34 Although the senses are inevitably attracted to and repulsed by their various respective objects, do not be subjugated by these whims they are the greatest enemy of the candidate for self-realization. (Devotional attachment and detachment are not indicated herein.)

35 It is better to carry out one's own duties a little imperfectly rather than faultlessly perform another's duties. Know that even death is auspicious in the discharge of one's duties appropriate to his natural position in the ordained socio-religious system, because to pursue another's path is perilous. Commentary 03.35

36 Arjuna inquired: O descendant of the Vrsnis, by whom is the living being compelled to commit sinful activities, even against his own will?

37 The Supreme Lord replied: Certainly it is lust, born of the mode of passion, which induces a person to commit sin. Lust is the basis of the desire for sense enjoyment, and in different situations that lust becomes transformed into anger. It is utterly insatiable and extremely malicious. Know this lust alone to be the greatest enemy of the living being in this world.

38 As fire is thinly veiled by smoke, as a mirror is thickly covered with dust, and as the embryo remains completely enclosed within the womb, similarly, this lust covers the consciousness of the living being in three degrees of intensity, according to the three modes of material nature goodness, passion, and ignorance respectively.

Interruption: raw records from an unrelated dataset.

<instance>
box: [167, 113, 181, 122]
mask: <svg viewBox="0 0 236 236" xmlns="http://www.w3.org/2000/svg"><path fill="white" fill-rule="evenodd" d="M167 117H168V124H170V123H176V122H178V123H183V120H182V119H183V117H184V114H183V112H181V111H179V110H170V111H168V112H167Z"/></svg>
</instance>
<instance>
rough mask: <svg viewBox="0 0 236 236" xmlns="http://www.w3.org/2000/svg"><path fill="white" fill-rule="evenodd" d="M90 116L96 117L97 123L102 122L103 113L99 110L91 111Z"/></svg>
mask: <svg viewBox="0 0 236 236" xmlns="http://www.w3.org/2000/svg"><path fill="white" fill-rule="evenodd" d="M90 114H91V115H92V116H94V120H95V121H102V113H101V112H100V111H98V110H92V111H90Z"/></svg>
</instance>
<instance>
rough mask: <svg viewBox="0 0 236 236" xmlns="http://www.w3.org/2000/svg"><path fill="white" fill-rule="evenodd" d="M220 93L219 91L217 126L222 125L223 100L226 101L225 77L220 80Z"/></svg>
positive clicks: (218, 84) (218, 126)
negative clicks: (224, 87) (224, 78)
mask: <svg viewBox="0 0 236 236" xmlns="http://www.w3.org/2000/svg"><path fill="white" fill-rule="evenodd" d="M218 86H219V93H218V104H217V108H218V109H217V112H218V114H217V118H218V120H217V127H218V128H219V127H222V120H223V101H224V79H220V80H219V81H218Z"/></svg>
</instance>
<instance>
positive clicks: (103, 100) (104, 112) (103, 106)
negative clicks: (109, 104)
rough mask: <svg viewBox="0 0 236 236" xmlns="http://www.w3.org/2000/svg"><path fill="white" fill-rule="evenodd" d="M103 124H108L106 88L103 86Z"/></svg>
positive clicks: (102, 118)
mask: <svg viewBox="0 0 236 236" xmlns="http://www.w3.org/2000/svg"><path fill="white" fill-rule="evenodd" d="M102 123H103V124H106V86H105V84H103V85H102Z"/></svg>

39 O Arjuna, this lust with its underlying nescience is the perpetual enemy of the man of knowledge. Like fire which is never satisfied (by offerings of clarified butter), it covers a man's good sense of judgement.

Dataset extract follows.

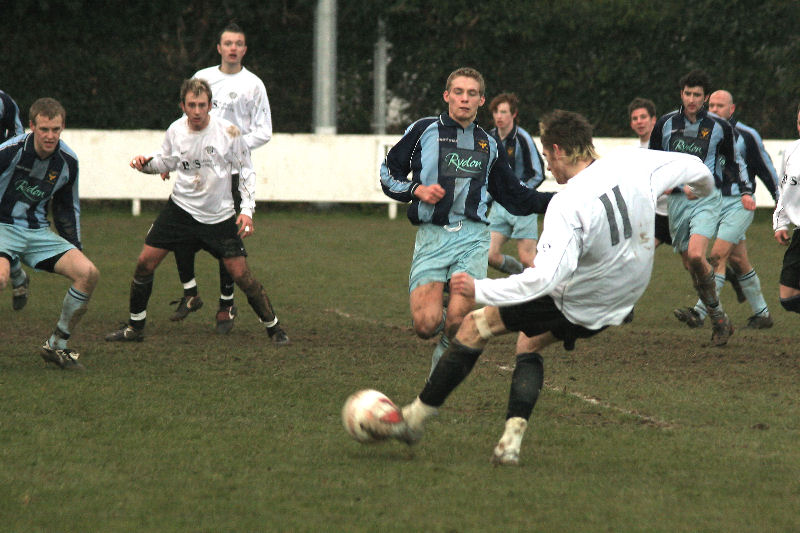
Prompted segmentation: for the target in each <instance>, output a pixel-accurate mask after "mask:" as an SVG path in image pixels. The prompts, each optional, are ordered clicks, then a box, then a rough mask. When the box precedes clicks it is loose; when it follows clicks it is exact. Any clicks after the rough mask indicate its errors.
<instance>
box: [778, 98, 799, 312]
mask: <svg viewBox="0 0 800 533" xmlns="http://www.w3.org/2000/svg"><path fill="white" fill-rule="evenodd" d="M797 134H798V135H800V106H798V108H797ZM780 175H781V176H782V178H781V185H780V193H779V195H778V203H777V204H776V205H775V212H774V213H773V215H772V227H773V229H774V231H775V240H776V241H778V244H781V245H783V246H788V247H789V248H788V249H787V250H786V253H785V254H784V256H783V266H782V268H781V277H780V285H779V287H778V295H779V296H780V300H781V306H783V308H784V309H786V310H787V311H791V312H793V313H800V232H798V229H799V228H800V140H797V141H795V142H793V143H792V144H791V145H789V147H788V148H786V150H784V152H783V164H782V165H781V174H780ZM792 225H794V226H795V228H794V231H793V233H792V237H791V240H790V239H789V228H790V227H791V226H792Z"/></svg>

40 It is said that the senses, the mind, and the intelligence are the favorite haunts of this terrible enemy known as lust. Covering the good sense of the living being, lust beguiles him through these channels, and hurls him down into the quagmire of gross materialism.

41 Therefore, O noblest of the Bharatas, by first bringing your own senses under control, openly deal the death blow to this lust, the embodiment of sin which ruins both jnana (discriminative knowledge of the self and non-self, as delineated in the scriptures) and vijnana (subsequent realization in divine consciousness).

42 The learned proclaime that the senses are superior to inert objects, the mind is superior to the senses, and the faculty of resolute intelligence is superior to the mind. And he who is superior to the intelligence is the soul himself.

43 O mighty Arjuna! Knowing the soul to be thus perfectly distinct from the intelligence, steady the mind with resolute intelligence and destroy the indomitable enemy, lust.